LETTERS FROM A WAR ZONE
by Andrea Dworkin
All rights reserved.
This has never been published before.Last December in the midst of a blizzard, I had to fly from a small airport in New England to Rochester, New York, to do a benefit for four women charged with committing a felony: breaking a window to tear down a poster advertising the sadistic, pornographic film, Snuff, which had been playing in a cinema adjacent to and owned by a local Holiday Inn. The women neither admitted nor denied committing the dastardly act, though the evidence against them is ephemeral, because they were convinced, as was the whole Rochester feminist community, that the act needed doing. And a felony charge, with a maximum sentence of four years, was transparently more vendetta than justice. Being intelligent and sensitive women given to fighting for the rights of women, they had noticed that the law enforcement officials in Rochester were singularly indifferent to the presence of a film that celebrates the dismemberment of a woman as an orgasmic act; and that these same officials were highly disturbed, to the point of vengeance, by the uppity women who made a stink about the casual exhibition of this vicious film.
Airports are not congenial places for women traveling alone, especially on snowy days when planes are delayed interminably. Most of the bored passengers-to-be are men. As men wait, they drink. The longer they wait, the more they drink. After a few hours, an airport on a stormy day is filled with drunken, cruising men who fix their sloppy attention on the few lone women. Such a situation may or may not be dangerous, but it is certainly unpleasant. Having been followed, harassed, and "seductively" called dirty names, I was pleased to notice another lone female traveler. We looked at each other, then around at the ready-to-pounce men, and became immediate and fast friends. My new traveling companion was a student, perhaps twenty, who was studying theater at a small liberal arts college. She was on her way to Rochester to visit friends. We discussed books, plays, work, our aspirations, and the future of feminism. In this warm and interesting way, time passed, and eventually we arrived in Rochester. Exiting from the plane, I was, in the crush, felt up quickly but definitively by one of the men who had been trailing me. My friend and I anguished over "the little rapes" as we parted.

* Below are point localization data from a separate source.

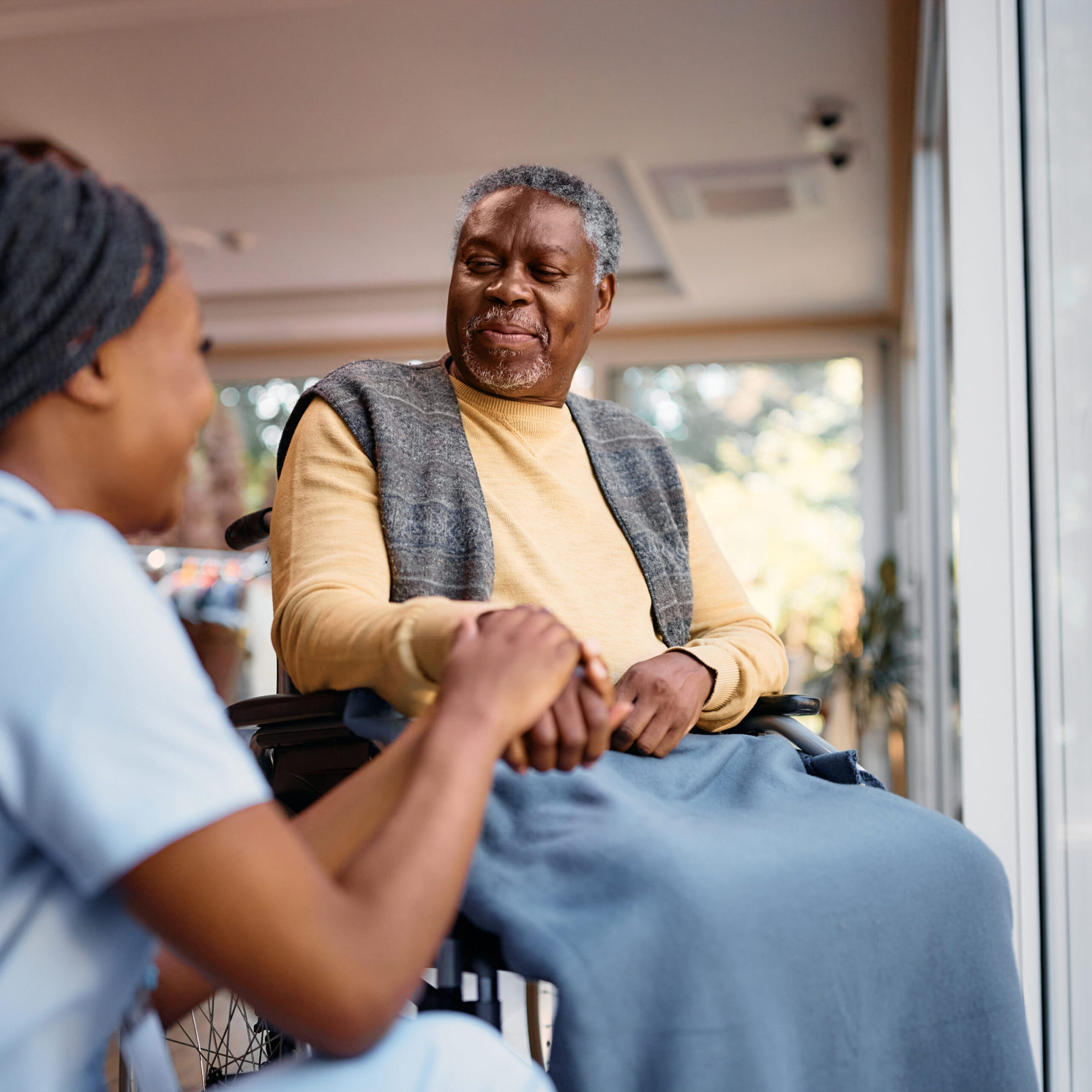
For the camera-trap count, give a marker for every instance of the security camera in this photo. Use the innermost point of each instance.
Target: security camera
(827, 113)
(840, 155)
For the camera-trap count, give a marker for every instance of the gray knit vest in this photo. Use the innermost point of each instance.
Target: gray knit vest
(436, 527)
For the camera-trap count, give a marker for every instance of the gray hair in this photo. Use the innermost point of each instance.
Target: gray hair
(601, 223)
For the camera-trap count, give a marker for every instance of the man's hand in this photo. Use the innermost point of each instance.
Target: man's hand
(667, 694)
(506, 669)
(576, 730)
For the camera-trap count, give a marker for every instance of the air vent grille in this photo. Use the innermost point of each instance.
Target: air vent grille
(739, 190)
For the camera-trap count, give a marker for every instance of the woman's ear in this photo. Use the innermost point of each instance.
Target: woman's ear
(91, 387)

In subsequent months, back in New England, I sometimes ran into my friend in the small town where I live. We had coffee, conversation.
The season changed. Spring blossomed. In Rochester, feminists had spent these months preparing for the trial. Because of their effective grassroots organizing and a firm refusal by the defendants to plea-bargain, the district attorney had been forced to reduce the charge to a misdemeanor, which carries a maximum sentence of one year.
Then, one day, I received a letter from a Rochester feminist. The trial date was set. Expert witnesses were lined up to testify to the fact that violent pornography does verifiable harm to women. Money had been raised. Everyone, while proud of what had been accomplished, was exhausted and depleted. They wanted me to come up and stay for the duration of the trial to give counsel, comfort, and encouragement. On this same day, I took a walk and saw my friend, but she had changed. She was somehow frail, very old even in her obvious youth, nearly shaking. She was sitting alone, preoccupied, but, even observed from a distance, clearly drained and upset.
How are things, I asked. Well, she had left school for a month, had just returned. Silence. No intimacy or eager confidence. I asked over and over: why? what had happened? Slowly, terribly, the story came out. A man had attempted to rape her on the college campus where she lived. She knew the man, had gone to the police, to the president of the college. She had moved off campus, in fear. Had the police found the man? No, they had made no attempt to. They had treated her with utter contempt. And what had the president of the college, a woman, done? Well, she had said that publicity would not be "good for the college." Entirely undermined by the callous indifference of those who were supposed to help and protect her, she had left school, to recover as best she could. And the worst of it, she said, was that people would just look right through her. Well, at least he didn't rape you, they said, as if, then, nothing had really happened. She did not know where the man was. She was hoping desperately that he had left the area. In her mind, she took a gun and went to find him and shot him. Over and over. She could not quiet herself, or study, or concentrate, or recover. She knew she was not safe anywhere. She thought she might leave school, but where would she go and what would she do? And how would she ever regain her self-confidence or sense of well-being? And how would she ever contain or discipline her anger at the assault and then the betrayal by nearly everyone?
In Rochester, the trial of four feminists for allegedly breaking a window was postponed, dragging out the ordeal more months. In a small New England town, one young woman quaked and raged and tried to do simple things: drink coffee, study, forget. And somewhere, one aspiring rapist with nothing to fear from the law or anyone is doing who knows what.